Concepts
To better use Replibyte, here are a list of the different concept to have in mind.
tip
I assume you read "How Replibyte works"
Source
A source is a database from where Replibyte will create the dump. The database dump can be provided from a file, as a process input or be created by Replibyte.
Subset
Subsetting data is the process of taking a representative sample of your data in a manner that preserves the integrity of your database, e.g., give me 5% of all transactions or pull all data associated with customers who live in California. If you do this naively, your database will break foreign key constraints, or you’ll end up with a statistically non-representative data sample. Here are a few situations in which you might find subsetting data to be important or necessary:
- You’d like to use your production database in staging or test environments but the database is very large so you want to use only a portion of it.
- You’d like a test database that contains a few specific rows from production (and related rows from other tables) so you can reproduce a bug.
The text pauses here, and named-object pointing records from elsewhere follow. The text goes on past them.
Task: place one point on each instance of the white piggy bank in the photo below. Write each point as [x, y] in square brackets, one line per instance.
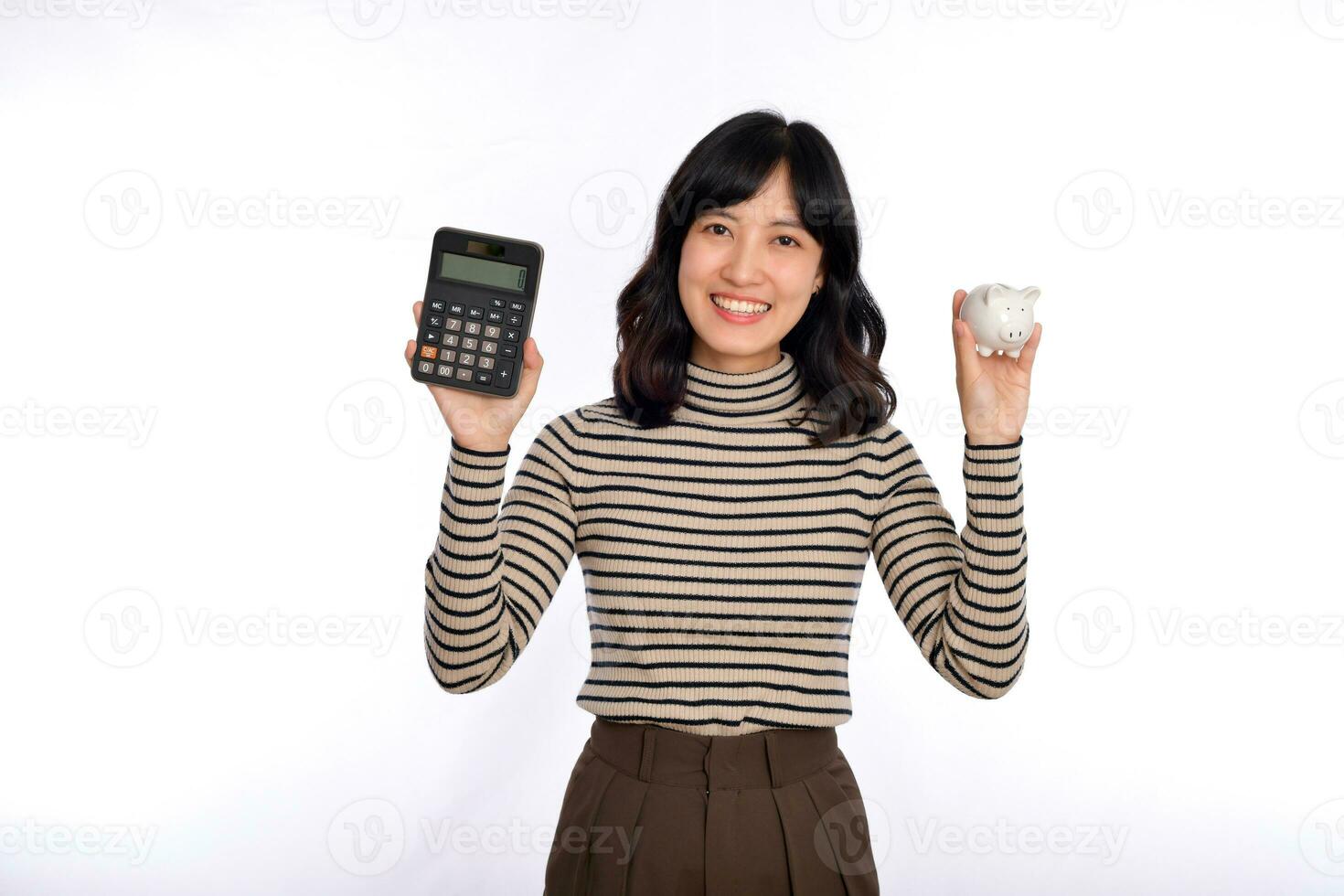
[1000, 317]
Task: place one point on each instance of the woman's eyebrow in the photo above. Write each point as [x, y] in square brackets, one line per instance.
[780, 222]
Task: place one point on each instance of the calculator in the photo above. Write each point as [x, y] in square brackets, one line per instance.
[479, 304]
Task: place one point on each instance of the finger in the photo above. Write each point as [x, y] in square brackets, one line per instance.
[531, 374]
[1029, 349]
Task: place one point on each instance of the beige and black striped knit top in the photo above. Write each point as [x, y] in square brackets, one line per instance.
[722, 558]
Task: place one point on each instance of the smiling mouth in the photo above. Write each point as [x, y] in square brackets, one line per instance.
[740, 306]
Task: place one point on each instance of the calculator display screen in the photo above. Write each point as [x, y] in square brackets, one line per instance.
[485, 272]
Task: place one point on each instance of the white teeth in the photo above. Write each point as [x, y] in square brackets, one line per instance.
[737, 305]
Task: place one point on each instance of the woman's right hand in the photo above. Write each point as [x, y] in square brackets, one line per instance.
[477, 421]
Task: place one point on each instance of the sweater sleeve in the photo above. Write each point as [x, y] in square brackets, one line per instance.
[963, 600]
[495, 569]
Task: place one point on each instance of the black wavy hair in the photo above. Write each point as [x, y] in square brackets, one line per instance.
[839, 338]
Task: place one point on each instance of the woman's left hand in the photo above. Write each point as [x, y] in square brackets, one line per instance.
[994, 389]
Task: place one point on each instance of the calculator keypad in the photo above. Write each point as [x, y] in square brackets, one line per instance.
[471, 343]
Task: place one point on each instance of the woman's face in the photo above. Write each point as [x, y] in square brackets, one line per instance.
[760, 266]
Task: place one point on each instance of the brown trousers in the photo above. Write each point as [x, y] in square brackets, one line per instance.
[654, 812]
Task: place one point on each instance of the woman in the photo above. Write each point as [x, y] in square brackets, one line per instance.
[722, 504]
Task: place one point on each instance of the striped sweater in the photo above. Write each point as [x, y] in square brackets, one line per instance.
[722, 558]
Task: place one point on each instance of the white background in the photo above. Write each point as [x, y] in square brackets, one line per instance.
[210, 437]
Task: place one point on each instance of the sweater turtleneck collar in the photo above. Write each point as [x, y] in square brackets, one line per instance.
[773, 392]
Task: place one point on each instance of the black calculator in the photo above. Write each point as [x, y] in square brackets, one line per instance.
[477, 311]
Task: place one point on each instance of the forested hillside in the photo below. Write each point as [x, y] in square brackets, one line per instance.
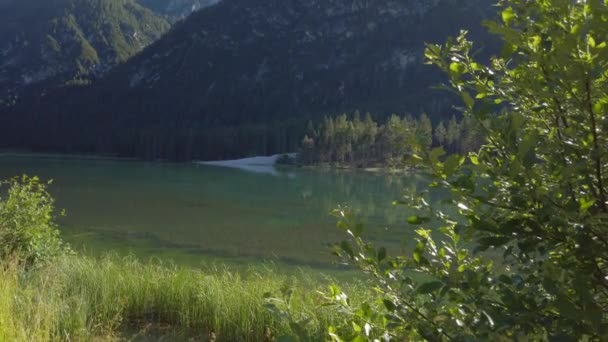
[244, 77]
[51, 43]
[176, 9]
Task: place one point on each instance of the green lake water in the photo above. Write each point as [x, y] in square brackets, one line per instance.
[191, 213]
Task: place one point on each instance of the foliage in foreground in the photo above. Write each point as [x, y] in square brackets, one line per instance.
[79, 298]
[27, 229]
[527, 256]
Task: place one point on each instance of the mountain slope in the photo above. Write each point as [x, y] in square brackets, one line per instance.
[244, 76]
[55, 41]
[176, 8]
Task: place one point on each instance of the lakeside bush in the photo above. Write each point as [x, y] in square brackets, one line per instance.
[49, 293]
[27, 228]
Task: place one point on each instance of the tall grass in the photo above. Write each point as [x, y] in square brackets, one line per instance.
[81, 298]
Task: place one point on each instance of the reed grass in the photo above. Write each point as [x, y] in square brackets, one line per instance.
[80, 298]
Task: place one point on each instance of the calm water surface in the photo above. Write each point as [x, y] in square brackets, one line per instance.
[190, 212]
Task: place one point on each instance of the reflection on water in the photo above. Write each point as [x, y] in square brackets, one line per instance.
[194, 211]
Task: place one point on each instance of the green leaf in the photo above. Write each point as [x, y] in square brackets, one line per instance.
[508, 15]
[429, 287]
[468, 100]
[390, 306]
[381, 254]
[585, 204]
[415, 219]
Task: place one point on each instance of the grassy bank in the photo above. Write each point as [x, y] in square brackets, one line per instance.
[80, 298]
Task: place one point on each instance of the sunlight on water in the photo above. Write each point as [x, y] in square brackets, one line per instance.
[191, 212]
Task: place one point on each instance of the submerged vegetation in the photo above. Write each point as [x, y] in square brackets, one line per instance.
[47, 292]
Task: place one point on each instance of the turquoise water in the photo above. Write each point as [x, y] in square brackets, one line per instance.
[189, 212]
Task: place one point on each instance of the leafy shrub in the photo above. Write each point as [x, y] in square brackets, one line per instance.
[27, 229]
[526, 257]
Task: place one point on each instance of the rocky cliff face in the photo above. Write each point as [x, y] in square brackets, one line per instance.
[59, 41]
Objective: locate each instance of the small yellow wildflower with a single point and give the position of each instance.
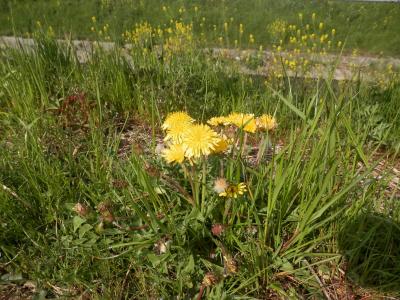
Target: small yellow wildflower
(220, 185)
(175, 153)
(199, 140)
(266, 122)
(234, 190)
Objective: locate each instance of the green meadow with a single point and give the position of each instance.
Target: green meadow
(165, 171)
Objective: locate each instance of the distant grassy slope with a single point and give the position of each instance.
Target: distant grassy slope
(369, 27)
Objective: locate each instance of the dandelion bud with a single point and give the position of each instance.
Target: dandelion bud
(81, 209)
(217, 229)
(209, 279)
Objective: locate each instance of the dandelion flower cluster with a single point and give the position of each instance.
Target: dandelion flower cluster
(199, 140)
(175, 153)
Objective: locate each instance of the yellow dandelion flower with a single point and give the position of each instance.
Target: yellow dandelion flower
(234, 190)
(221, 146)
(220, 185)
(175, 153)
(245, 121)
(199, 140)
(176, 133)
(176, 125)
(266, 122)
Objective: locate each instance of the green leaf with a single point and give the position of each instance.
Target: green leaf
(77, 222)
(83, 229)
(189, 265)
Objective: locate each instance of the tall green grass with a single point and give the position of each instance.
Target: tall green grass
(370, 27)
(283, 235)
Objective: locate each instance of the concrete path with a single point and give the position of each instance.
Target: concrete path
(345, 67)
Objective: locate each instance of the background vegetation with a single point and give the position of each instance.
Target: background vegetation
(368, 27)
- You want to share data with others, but you don’t want them to have all of it. A common scenario is providing developers an anonymized subset which also enables them to run the test database locally on their own machines.
Transformer
A transformer is a module to alternate the value of a specified column. Replibyte provides pre-made transformers. You can also build your own Transformer in web assembly.
Datastore
A datastore is where the source dump is stored. E.g a dump can store into a S3 datastore or on a local hard drive.
Destination
A destination is a database where the dump will is restored.